« Euro : l’Elysée irrite les dirigeants européens », titre Le Monde dans son édition du 18 septembre 2007.
« M. Sarkozy isolé dans ses attaques contre l’ « immobilisme européen ». La mise en cause, samedi 15 septembre, par le chef de l’Etat, des présidents de la Banque centrale européenne et de l’Eurogroupe lui a valu une volée de critiques en Europe », souligne encore Le Monde dans la même édition.
« Nucléaire iranien : Fillon parle d’une tension "extrême", la position française critiquée », précise Le Monde.
Bon, au risque de te déplaire, ô lecteur, je ne fais pas partie de la majorité des satisfaits nationaux de l’action du président. Certes, j’ai cru que Lionel Jospin en publiant « L’impasse » voulait porter l’estocade à Sarkozy, mais je me suis gouré. Royal, le malentendu, vois-tu. En attendant, je vais finir par avoir les jetons de notre Médecin du monde et par regretter Villepin.
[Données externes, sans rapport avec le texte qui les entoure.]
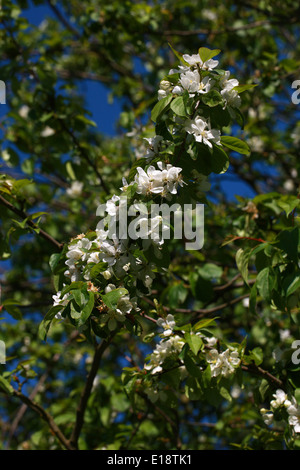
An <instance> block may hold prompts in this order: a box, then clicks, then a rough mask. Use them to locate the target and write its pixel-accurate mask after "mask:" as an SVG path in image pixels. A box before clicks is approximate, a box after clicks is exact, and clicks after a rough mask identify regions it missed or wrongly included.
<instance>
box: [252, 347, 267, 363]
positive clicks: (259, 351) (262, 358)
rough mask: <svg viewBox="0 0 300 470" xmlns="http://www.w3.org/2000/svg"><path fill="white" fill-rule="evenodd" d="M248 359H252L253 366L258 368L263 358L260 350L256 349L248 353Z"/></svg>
mask: <svg viewBox="0 0 300 470" xmlns="http://www.w3.org/2000/svg"><path fill="white" fill-rule="evenodd" d="M250 357H251V359H253V361H254V362H255V364H256V365H257V366H259V365H260V364H261V363H262V362H263V358H264V355H263V350H262V348H260V347H257V348H254V349H252V351H251V352H250Z"/></svg>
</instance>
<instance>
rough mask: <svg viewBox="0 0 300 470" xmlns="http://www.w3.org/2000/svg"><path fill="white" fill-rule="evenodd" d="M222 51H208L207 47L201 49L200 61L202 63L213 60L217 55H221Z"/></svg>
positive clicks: (201, 48)
mask: <svg viewBox="0 0 300 470" xmlns="http://www.w3.org/2000/svg"><path fill="white" fill-rule="evenodd" d="M220 52H221V49H208V48H207V47H200V49H199V50H198V53H199V56H200V59H201V60H202V62H206V61H207V60H209V59H212V58H213V57H215V56H216V55H218V54H220Z"/></svg>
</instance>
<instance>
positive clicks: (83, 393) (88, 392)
mask: <svg viewBox="0 0 300 470" xmlns="http://www.w3.org/2000/svg"><path fill="white" fill-rule="evenodd" d="M114 334H115V333H114ZM114 334H112V335H111V337H110V338H109V339H108V340H102V341H101V343H99V344H98V345H97V347H96V348H95V354H94V357H93V362H92V366H91V369H90V372H89V374H88V376H87V380H86V383H85V387H84V389H83V391H82V394H81V397H80V401H79V405H78V407H77V411H76V422H75V426H74V428H73V431H72V434H71V437H70V444H71V445H72V447H75V448H77V447H78V439H79V436H80V432H81V429H82V426H83V423H84V414H85V410H86V407H87V403H88V399H89V397H90V394H91V391H92V387H93V383H94V380H95V377H96V375H97V372H98V370H99V366H100V361H101V358H102V355H103V353H104V351H105V350H106V349H107V348H108V346H109V345H110V343H111V340H112V338H113V336H114Z"/></svg>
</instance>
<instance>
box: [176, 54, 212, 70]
mask: <svg viewBox="0 0 300 470" xmlns="http://www.w3.org/2000/svg"><path fill="white" fill-rule="evenodd" d="M182 58H183V59H184V60H185V61H186V62H187V63H188V64H189V65H190V66H197V65H198V66H199V67H200V68H201V69H202V70H209V71H211V70H213V69H214V68H215V67H217V66H218V64H219V61H218V60H214V59H209V60H206V61H205V62H203V61H202V59H201V58H200V55H199V54H192V55H188V54H183V56H182Z"/></svg>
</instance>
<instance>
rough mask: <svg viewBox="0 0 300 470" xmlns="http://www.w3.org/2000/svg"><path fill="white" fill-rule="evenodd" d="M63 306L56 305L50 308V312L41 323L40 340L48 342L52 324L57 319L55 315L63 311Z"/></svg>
mask: <svg viewBox="0 0 300 470" xmlns="http://www.w3.org/2000/svg"><path fill="white" fill-rule="evenodd" d="M62 308H63V307H62V306H61V305H55V306H53V307H51V308H50V310H49V311H48V312H47V313H46V315H45V317H44V319H43V320H42V321H41V323H40V325H39V338H41V339H42V340H43V341H46V339H47V336H48V332H49V329H50V326H51V323H52V321H53V319H54V318H55V315H56V314H57V313H58V312H59V311H60V310H62Z"/></svg>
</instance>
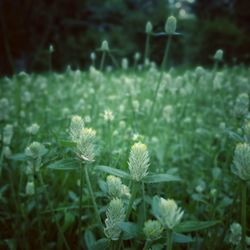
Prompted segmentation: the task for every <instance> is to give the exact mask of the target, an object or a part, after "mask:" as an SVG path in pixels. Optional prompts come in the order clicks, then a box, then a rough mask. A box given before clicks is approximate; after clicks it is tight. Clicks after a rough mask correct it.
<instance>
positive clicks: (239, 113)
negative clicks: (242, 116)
mask: <svg viewBox="0 0 250 250" xmlns="http://www.w3.org/2000/svg"><path fill="white" fill-rule="evenodd" d="M248 107H249V96H248V94H246V93H242V94H240V95H238V97H237V99H236V102H235V106H234V112H235V114H236V116H237V117H240V116H245V115H247V113H248Z"/></svg>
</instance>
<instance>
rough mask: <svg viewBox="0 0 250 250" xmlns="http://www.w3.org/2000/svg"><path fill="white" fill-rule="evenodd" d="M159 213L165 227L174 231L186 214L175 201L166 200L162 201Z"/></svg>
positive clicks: (160, 199) (160, 201) (162, 199)
mask: <svg viewBox="0 0 250 250" xmlns="http://www.w3.org/2000/svg"><path fill="white" fill-rule="evenodd" d="M159 212H160V217H161V219H162V221H163V225H164V226H165V227H168V228H169V229H173V228H174V227H175V226H176V225H178V224H179V223H180V220H181V218H182V216H183V213H184V212H183V211H181V209H180V208H178V206H177V204H176V203H175V201H174V200H172V199H167V200H165V199H164V198H161V199H160V204H159Z"/></svg>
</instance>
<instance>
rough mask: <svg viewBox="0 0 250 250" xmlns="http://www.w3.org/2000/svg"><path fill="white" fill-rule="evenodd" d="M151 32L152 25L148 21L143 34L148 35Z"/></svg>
mask: <svg viewBox="0 0 250 250" xmlns="http://www.w3.org/2000/svg"><path fill="white" fill-rule="evenodd" d="M152 30H153V25H152V23H151V22H150V21H148V22H147V23H146V27H145V32H146V33H147V34H150V33H152Z"/></svg>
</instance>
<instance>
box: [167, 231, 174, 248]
mask: <svg viewBox="0 0 250 250" xmlns="http://www.w3.org/2000/svg"><path fill="white" fill-rule="evenodd" d="M172 246H173V232H172V230H171V229H167V250H172Z"/></svg>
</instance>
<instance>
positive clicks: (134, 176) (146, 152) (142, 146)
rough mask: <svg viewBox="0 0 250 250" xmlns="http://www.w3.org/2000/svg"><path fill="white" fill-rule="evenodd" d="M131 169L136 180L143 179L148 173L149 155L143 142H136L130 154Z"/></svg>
mask: <svg viewBox="0 0 250 250" xmlns="http://www.w3.org/2000/svg"><path fill="white" fill-rule="evenodd" d="M128 165H129V171H130V174H131V177H132V179H133V180H135V181H141V180H142V179H143V178H144V177H145V176H147V174H148V167H149V155H148V150H147V146H146V145H145V144H143V143H140V142H139V143H135V144H134V145H133V146H132V148H131V151H130V155H129V162H128Z"/></svg>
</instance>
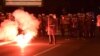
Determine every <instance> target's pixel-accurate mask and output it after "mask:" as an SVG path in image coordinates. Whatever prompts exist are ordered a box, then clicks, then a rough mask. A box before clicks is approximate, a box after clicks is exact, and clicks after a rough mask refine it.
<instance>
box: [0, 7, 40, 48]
mask: <svg viewBox="0 0 100 56" xmlns="http://www.w3.org/2000/svg"><path fill="white" fill-rule="evenodd" d="M12 15H13V16H14V21H12V20H10V19H6V20H4V22H2V23H1V26H0V40H7V41H8V40H10V41H16V42H17V44H18V45H19V46H21V47H25V46H26V45H27V44H28V43H29V42H30V40H31V39H32V38H33V37H35V36H36V35H37V32H38V28H39V24H40V22H39V21H38V20H37V18H36V17H35V16H34V15H33V14H29V13H28V12H26V11H24V10H21V9H17V10H15V11H14V12H13V13H12ZM18 29H21V30H22V32H23V33H21V34H19V31H18Z"/></svg>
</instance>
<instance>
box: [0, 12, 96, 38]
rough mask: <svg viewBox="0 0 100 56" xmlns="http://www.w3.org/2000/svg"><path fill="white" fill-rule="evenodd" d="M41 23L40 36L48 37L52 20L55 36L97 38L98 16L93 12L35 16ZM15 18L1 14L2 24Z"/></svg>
mask: <svg viewBox="0 0 100 56" xmlns="http://www.w3.org/2000/svg"><path fill="white" fill-rule="evenodd" d="M33 15H34V16H35V17H36V18H37V19H38V20H39V21H40V22H41V23H40V26H39V30H38V35H39V36H45V35H47V34H48V33H47V31H48V30H47V28H48V27H47V25H48V18H52V19H54V20H55V21H52V23H55V28H54V30H55V35H61V36H68V37H73V38H76V37H78V38H81V37H84V38H89V37H90V38H92V37H94V36H95V27H96V20H95V19H96V18H95V17H96V16H95V15H94V13H93V12H86V13H81V12H78V13H67V14H62V15H59V16H58V15H57V14H52V13H50V14H45V13H42V14H37V15H35V14H33ZM12 18H14V17H13V15H12V13H6V14H4V13H2V12H0V23H2V22H3V21H4V20H5V19H12Z"/></svg>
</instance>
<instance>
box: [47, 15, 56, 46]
mask: <svg viewBox="0 0 100 56" xmlns="http://www.w3.org/2000/svg"><path fill="white" fill-rule="evenodd" d="M46 30H47V34H48V36H49V44H56V38H55V35H56V19H55V18H53V15H49V16H48V22H47V29H46Z"/></svg>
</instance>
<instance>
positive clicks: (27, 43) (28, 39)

C’est te dire comme mon trouble est transparent.
« C’est partout le bruit des bottes… » Tiens, me voilà pris de réminiscences… C’est fou ce qu’il y en a qui travaillent du képi, tout de même. La fois prochaine, je te chanterai une java…
Henri Lafitte, Chroniques insulaires 17 septembre 2007

Mathurin un leader élu de 50 ans annoncant simultanément l’extermination prochaine des juifs et la maîtrise du nucléaire, c’est vrai ça fout moins les jetons que le french doctor, qui sait qu’il est né dans la semaine où le gouvernement allemand a fait porter l’étoile jaune aux juifs.
Quand on a vu monsieur Royal, bredouiller au côté de Besancenot, à l’Humanité Circus et qu’on est socialiste, on comprend mieux l’amertume des fondateurs d’un parti en miettes. Jospin peut-il dire tout haut ce que chacun pense tout bas : une gauche qui n’est plus que de l’anti-Sarko est morte depuis longtemps, elle renaîta le jour où elle sera capable de produire ses propres références.